Python has one thing going for it that Smalltalk does not: modules.|
As jwz said of Java, "I have to admit right off that, after that, all else is gravy. That one point makes me able to forgive just about anything else, no matter how egregious. Given this one point, everything else in this document fades nearly to insignificance."
Smalltalk systems, though there are many moves away from this in progress right now, are each one huge monolithic be-the-world environment with no modularity model, poor support for collaborative development and a very limited culture of software distribution.

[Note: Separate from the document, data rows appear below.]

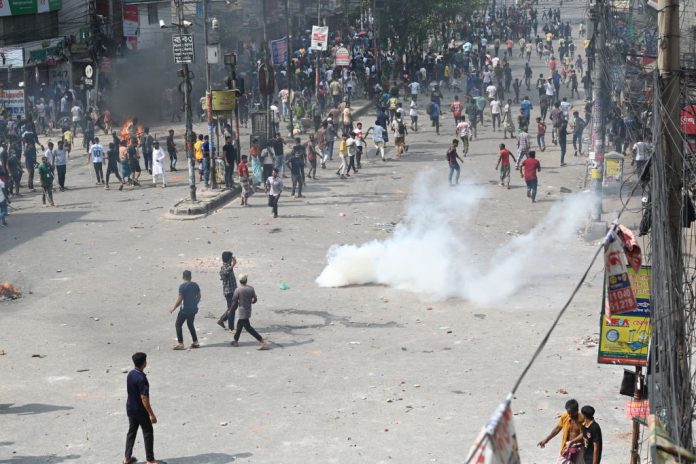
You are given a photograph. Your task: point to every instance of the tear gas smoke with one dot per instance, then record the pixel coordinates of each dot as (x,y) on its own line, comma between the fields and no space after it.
(430,252)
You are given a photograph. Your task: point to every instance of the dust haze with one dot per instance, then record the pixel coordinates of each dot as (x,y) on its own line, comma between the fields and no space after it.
(430,254)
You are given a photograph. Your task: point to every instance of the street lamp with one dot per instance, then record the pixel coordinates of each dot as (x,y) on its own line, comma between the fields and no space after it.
(182,27)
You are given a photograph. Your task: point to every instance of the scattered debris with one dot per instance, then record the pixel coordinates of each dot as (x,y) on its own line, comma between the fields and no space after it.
(9,291)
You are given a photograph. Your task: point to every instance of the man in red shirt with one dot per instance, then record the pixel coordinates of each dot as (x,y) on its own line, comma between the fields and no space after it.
(456,107)
(528,170)
(504,163)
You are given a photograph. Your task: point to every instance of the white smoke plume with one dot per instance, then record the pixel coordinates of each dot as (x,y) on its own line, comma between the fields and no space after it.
(430,254)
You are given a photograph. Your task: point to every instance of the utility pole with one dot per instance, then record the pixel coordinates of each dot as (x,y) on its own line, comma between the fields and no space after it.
(289,65)
(599,101)
(209,96)
(188,143)
(669,92)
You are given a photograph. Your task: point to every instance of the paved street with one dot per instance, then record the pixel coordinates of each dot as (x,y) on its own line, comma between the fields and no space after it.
(357,374)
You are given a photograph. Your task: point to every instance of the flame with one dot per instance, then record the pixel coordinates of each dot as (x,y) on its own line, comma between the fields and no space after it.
(124,130)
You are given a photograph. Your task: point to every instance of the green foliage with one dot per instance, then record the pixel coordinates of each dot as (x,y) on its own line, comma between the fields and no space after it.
(409,23)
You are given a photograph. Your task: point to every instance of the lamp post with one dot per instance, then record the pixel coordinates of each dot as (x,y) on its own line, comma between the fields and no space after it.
(231,61)
(186,75)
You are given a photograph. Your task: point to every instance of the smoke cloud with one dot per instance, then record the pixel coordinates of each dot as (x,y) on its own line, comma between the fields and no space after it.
(431,253)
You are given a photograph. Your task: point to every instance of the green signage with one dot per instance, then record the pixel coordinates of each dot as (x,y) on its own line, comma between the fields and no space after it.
(24,7)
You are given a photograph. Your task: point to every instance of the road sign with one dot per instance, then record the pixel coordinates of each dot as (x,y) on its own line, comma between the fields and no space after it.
(183,48)
(320,37)
(342,57)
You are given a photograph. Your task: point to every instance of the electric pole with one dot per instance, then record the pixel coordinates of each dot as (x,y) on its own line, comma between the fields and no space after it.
(599,101)
(289,65)
(186,84)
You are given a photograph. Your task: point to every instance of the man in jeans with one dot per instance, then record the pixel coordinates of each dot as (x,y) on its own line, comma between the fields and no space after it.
(528,170)
(140,414)
(296,166)
(244,296)
(189,296)
(229,285)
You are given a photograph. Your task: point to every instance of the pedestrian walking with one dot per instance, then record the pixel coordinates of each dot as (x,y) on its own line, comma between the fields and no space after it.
(541,132)
(528,171)
(157,165)
(591,436)
(274,185)
(570,426)
(60,161)
(46,177)
(245,296)
(139,411)
(296,166)
(112,165)
(245,181)
(187,302)
(171,150)
(452,158)
(229,284)
(504,164)
(96,153)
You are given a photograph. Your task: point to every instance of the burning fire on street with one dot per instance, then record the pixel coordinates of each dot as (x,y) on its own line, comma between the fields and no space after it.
(9,292)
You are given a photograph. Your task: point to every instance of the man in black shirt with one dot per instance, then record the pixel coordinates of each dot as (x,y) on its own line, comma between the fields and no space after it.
(140,413)
(230,157)
(171,149)
(592,436)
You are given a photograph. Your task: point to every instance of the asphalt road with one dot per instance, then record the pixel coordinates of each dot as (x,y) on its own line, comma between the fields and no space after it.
(357,374)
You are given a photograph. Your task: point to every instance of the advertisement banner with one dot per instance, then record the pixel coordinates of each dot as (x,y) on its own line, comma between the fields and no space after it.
(620,298)
(11,58)
(24,7)
(224,100)
(497,441)
(279,51)
(12,100)
(624,338)
(320,38)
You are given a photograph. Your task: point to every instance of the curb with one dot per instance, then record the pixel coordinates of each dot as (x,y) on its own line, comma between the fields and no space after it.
(185,209)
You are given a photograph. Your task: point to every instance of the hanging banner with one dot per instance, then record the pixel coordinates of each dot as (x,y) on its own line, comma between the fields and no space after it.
(624,338)
(320,38)
(620,298)
(11,58)
(497,441)
(279,51)
(12,101)
(24,7)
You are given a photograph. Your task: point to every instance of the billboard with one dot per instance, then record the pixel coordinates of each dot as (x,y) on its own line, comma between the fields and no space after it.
(24,7)
(624,338)
(12,100)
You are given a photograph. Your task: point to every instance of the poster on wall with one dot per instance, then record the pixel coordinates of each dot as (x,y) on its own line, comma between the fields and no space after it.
(131,25)
(624,338)
(12,101)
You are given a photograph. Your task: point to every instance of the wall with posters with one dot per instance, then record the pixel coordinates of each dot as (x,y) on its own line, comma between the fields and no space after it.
(12,100)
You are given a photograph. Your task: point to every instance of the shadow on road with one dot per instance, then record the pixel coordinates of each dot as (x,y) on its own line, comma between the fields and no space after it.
(208,458)
(47,459)
(31,408)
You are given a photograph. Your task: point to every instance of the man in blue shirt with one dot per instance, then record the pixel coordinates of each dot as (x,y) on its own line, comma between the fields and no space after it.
(526,109)
(206,160)
(189,296)
(139,411)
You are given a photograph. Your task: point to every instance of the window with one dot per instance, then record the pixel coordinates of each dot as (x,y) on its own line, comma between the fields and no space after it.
(152,13)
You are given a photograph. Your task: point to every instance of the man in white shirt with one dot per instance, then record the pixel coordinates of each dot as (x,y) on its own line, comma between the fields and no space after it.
(76,112)
(415,90)
(495,112)
(96,153)
(640,155)
(492,91)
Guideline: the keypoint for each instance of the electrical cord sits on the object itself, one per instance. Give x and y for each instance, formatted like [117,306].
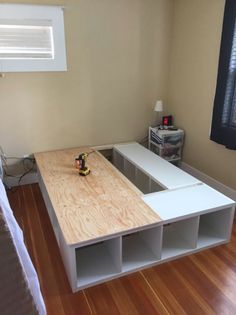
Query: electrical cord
[24,160]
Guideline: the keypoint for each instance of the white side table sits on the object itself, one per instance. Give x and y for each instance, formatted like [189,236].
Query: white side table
[166,143]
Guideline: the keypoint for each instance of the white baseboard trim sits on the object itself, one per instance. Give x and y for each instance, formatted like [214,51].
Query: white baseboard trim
[229,192]
[30,178]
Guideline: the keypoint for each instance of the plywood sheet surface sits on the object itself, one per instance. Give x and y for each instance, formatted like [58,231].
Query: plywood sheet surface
[95,206]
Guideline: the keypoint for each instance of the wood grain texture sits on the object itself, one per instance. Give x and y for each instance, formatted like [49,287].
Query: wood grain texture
[203,283]
[95,206]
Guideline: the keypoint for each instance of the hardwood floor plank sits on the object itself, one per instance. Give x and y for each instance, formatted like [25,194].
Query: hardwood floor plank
[101,300]
[219,277]
[219,303]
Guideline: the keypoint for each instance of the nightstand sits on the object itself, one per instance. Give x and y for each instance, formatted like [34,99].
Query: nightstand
[166,143]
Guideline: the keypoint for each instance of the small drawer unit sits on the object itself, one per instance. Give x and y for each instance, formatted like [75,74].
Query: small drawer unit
[166,143]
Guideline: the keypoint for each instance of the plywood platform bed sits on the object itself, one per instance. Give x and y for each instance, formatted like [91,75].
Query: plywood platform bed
[133,213]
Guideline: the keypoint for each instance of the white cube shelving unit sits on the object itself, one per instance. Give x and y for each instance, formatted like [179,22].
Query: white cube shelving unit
[141,249]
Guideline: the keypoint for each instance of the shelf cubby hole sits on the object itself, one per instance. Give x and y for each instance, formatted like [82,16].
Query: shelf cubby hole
[215,227]
[98,261]
[141,248]
[179,237]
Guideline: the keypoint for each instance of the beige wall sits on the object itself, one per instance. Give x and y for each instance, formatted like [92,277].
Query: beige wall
[193,71]
[117,54]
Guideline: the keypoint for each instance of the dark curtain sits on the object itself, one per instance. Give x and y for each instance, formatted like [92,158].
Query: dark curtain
[223,129]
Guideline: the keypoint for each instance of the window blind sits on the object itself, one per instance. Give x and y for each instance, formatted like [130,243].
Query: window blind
[223,128]
[229,109]
[19,41]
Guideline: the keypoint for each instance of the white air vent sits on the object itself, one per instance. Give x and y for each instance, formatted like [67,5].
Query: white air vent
[26,41]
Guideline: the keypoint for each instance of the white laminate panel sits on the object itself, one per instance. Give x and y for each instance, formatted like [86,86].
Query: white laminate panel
[186,201]
[165,173]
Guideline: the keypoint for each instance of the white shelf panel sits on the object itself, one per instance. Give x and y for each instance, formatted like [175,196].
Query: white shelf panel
[187,201]
[165,173]
[95,263]
[141,249]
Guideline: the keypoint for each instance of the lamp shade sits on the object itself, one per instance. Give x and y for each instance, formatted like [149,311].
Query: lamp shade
[159,106]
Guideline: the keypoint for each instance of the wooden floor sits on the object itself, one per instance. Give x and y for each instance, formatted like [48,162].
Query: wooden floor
[203,283]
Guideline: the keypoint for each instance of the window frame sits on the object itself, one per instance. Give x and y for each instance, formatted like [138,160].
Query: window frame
[23,12]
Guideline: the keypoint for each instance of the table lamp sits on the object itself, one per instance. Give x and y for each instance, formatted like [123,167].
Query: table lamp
[159,108]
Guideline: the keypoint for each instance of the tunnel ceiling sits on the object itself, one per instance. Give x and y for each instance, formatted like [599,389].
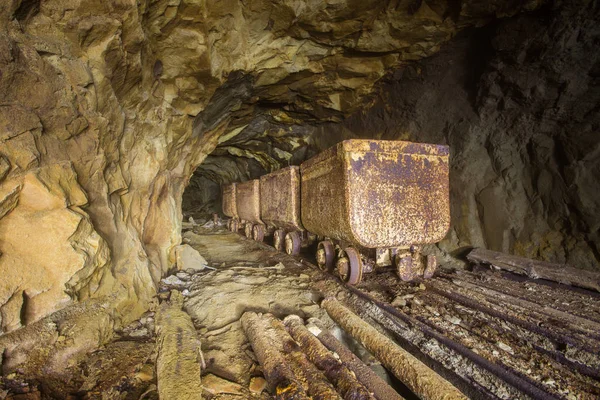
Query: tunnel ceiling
[108,107]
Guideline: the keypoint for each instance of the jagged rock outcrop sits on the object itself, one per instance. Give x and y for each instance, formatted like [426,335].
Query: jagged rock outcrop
[107,107]
[517,101]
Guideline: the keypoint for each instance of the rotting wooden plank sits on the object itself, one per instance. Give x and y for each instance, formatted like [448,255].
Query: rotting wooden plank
[343,378]
[380,389]
[419,378]
[313,380]
[179,360]
[269,352]
[537,269]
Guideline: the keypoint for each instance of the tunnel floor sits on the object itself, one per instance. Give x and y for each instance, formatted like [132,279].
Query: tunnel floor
[462,323]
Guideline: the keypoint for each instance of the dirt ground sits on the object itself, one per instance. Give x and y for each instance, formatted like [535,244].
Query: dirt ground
[242,275]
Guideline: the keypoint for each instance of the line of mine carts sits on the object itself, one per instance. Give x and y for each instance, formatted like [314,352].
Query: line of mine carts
[365,203]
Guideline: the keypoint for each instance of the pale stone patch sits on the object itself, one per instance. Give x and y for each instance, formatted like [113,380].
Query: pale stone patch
[189,258]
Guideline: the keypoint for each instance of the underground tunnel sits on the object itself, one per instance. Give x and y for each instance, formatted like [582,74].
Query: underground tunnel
[125,127]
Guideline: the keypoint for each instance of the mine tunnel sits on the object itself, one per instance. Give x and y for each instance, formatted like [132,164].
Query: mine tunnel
[299,200]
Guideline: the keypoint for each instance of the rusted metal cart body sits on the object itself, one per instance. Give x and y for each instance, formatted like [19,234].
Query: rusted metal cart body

In general, everything is spot-welded together so you can't pry the server infrastructure loose from the GUI, or the wigdets loose from the full-screen windowing system.
This makes it unusable for a wide array of applications.
Python has enough of the really cool things about Smalltalk to still be fun, even if it's occasionally annoying that you have to deal with obscure consequences of attribute access overriding or funky syntax or inconvenient scope rules.
Also, python works with emacs, and smalltalk tends not to. GST is a notable exception to many of these problems, but in my experience it's got plenty of its own. (It's incredibly buggy, for one.)
Modularity is also a small part of the greater concession to the fact that not everything is written in Python, and it integrates VERY well into the traditional UNIX/C world using extension modules.
There are a few small reasons that one wishes Python were Smalltalk:
Smalltalk generally has a better and more advanced virtual machine layout: it's almost always at least an order of magnitude faster.
The smalltalk garbage collector is the mother of all garbage collectors, both in terms of functionality and performance. There is no way that Python can ever gain parity with it given the level of native integration Python currently provides.
Smalltalk has fewer primitive operations. Only one, really: send a message. A few other ops bottom out in primitives but it's hard to see them as an average applications programmer. Smaller numbers of primitives also means that things like capability security are easier to implement.
Smalltalk includes the notion of a "block", which is very powerful, and has often been extended to be a full lexical closure.
Smalltalk's method syntax is just ... cute :-). It maps very naturally into english and there's no ambiguity. A method name specifies an exact number of arguments.
Smalltalk has more robust introspection.
Smalltalk's development environment is just ORGASMIC. There is no other word to describe the experience of debugging an ST application. Give it a try sometime: I can't even explain why it's so great, since I'm not really a Smalltalk expert.
This is all my opinion, really, and I'm a python expert who has only dabbled with smalltalk, so I tend to know a lot more about Python's flaws :-). There may be other reasons why people don't use Smalltalk.